Relationship of significance level and p-values In a hypothesis test, the null hypothesis $H_0$ is rejected in favor of $H_1$ if $|\bar X|>\mu$.
When tests found that $\bar x$ is the mean of the samples, a p-value is computed using
$$
p=\Pr(|\bar X|>\bar x)
$$
Using (e.g $\bar X\sim t(n-1) $ the p-value is obtained and the conclusion is:

Tests with significance level $\alpha≥p$ rejects the null hypothesis


This does not make sense to me. What does the p-value have to do with the significance level?
$p$ only tells the probability of obtaining $\bar X ≥\bar x$ or values as extreme as $\bar x$
On the other hand, $\alpha=\Pr(\bar X\in C)$ where $C$ is the critical region (i.e. $\Pr(|\bar X|>\mu)$) or the probability of exceeding the value $\mu$ as set by the practicioner.
I am struggling to see any formal connection between the two. Please help me connect their concepts. Thank you
 A: This is more of a commentary in a broader sense but worth mentioning.
As framed in $\mathrm{ [I]}$ (sec. $14.2.4,$ p. $688$), $p$-value was developed by Fisher to (emphasis mine)

[...] evaluate the  worst-case scenario for the null hypothesis in the
sense that it involves the observed value of the statistic and realizations more damning
for the null. It measures the probability of observing a sample realization that would
produce a statistic value equal to or worse than the one already observed.
[I]f the p-value is small this implies that either the observed realization of the test statistic
constitutes a very rare event or the postulated null hypothesis is invalid.
In cases where the p-value is small the first choice is considered practically impossible and
the modeler adopts the view that the postulated hypothesis is invalid. ... In the early stages of his work
Fisher suggested $p$-values of $0.05$ and $0.01$ to be used as intuitive thresholds. Later on,
however, he insisted that one should separate the $p$-value from the decision to accept or
reject $H_0.$

The author conspicuously reminds (sec. $14.2.5,$ p. $692$) the readers:

In a certain sense the $p$-value represents the worst-case
scenario for the null hypothesis, taking into account not just the observed
sample realization but also more unfavorable realizations.

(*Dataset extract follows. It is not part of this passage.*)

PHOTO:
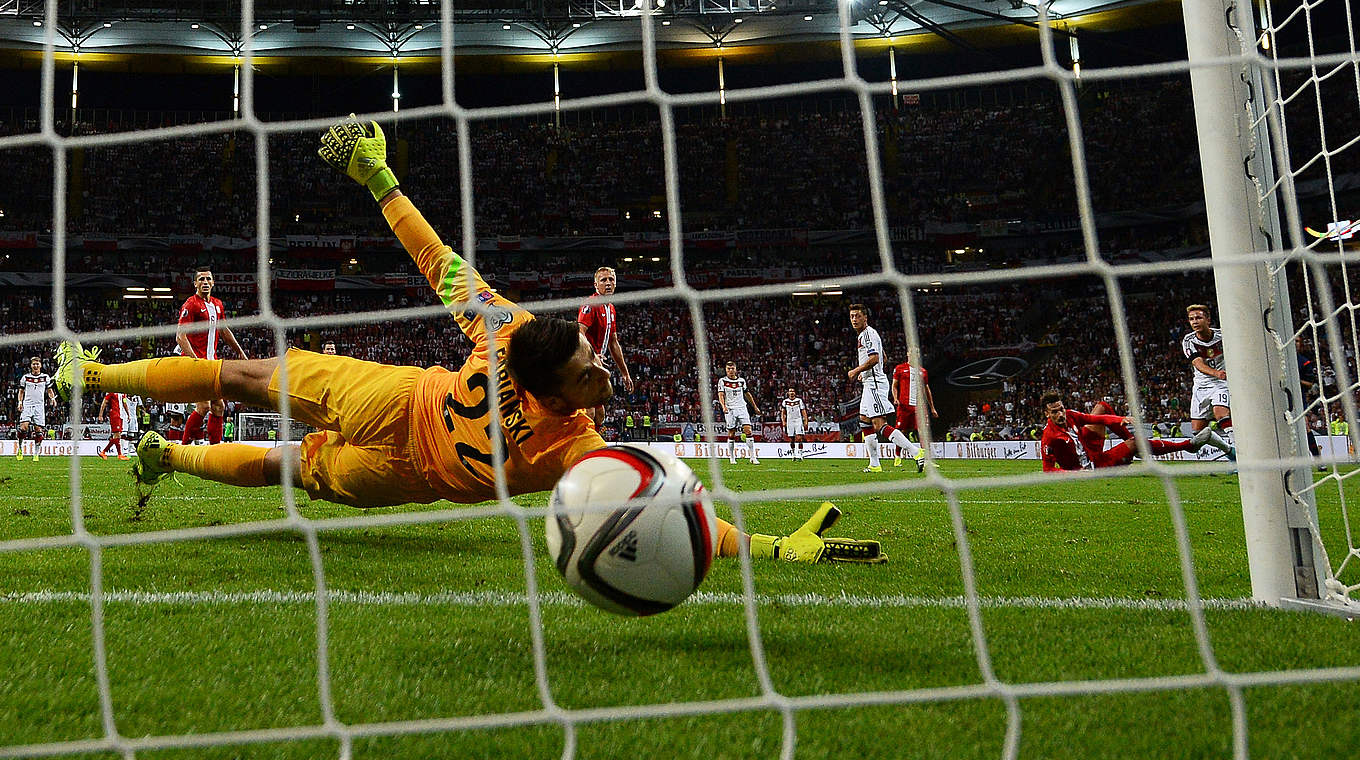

The question of
accepting or rejecting $H_0$ is a separate issue and the $p$-value should not be confused with the significance level of the Neyman–Pearson testing framework [...]

and again in the same vein (sec. $14.3.5,$ p. $703$):

Even though the two can be related
mathematically, they constitute very different notions in different contexts. The
role of the $p$-value is inferential and that of the significance level is decision
making. This is why the use of $p$-values in the context of the Neyman–Pearson
approach was considered to be a sacrilege by Fisher ($1956$).

Please check $p$-value: Fisherian vs. contemporary frequentist definitions and other links therein.

Reference:
$\rm [I]$ Probability Theory
and Statistical Inference:
Econometric Modeling
with Observational Data, Aris Spanos, Cambridge University Press, $1999.$
A: I assume that $\mu$ is the critical value at test level $\alpha$. Then the test rejects the $H_0$ if observed $|\bar x|\ge \mu$ (the case of equality is irrelevant if the distribution of $\bar X$ is continuous, but "$\ge$" here will correspond to "$\ge$" in "$\alpha\ge p$"). Also, ${\rm Pr}\{|\bar X|\ge\mu\}={\rm Pr}(\bar X\in C)=\alpha$ (assuming that the test is exact).
Note that the t-test relies on a test statistic that has $\bar X$ linearly transformed and involves the standard error; the argument there is the same (using the statistic $T$ instead of $\bar X$) but I will here focus on just $\bar X$ as test statistic as in the question, which is the case in a Gauss-test with known variance and the null hypothesis that the underlying mean is zero. Note also that $\mu$ is more often used to denote the hypothesised mean rather than the critical value, but I'll stick to the notation in the question.
Now $p={\rm Pr}\{|\bar X|\ge |\bar x|\}$ (note that the absolute value should here also be taken of the $\bar x$). If $\alpha\ge p$, this means that $|\bar x|\ge \mu$, and therefore the test rejects, because it means that the set
$\{|\bar X|\ge |\bar x|\}$ must be a subset of or equal to the set $\{|\bar X|\ge \mu\}$. Note that it can only be a subset, equal, or a superset, and it can't be a superset, because then $\alpha<p$ (assuming $\mu$ to be chosen as the smallest possible value that makes ${\rm Pr}\{|\bar X|\ge\mu\}=\alpha$, which as appropriately defined critical value it should be - if the density of $\bar X$ is larger than zero around $\mu$ as in the Gauss-test, this is automatically the case).
In many tests including the Gauss-test the probability that $p=\alpha$ exactly is zero, and ignoring this possibility would make this explanation slightly less tedious.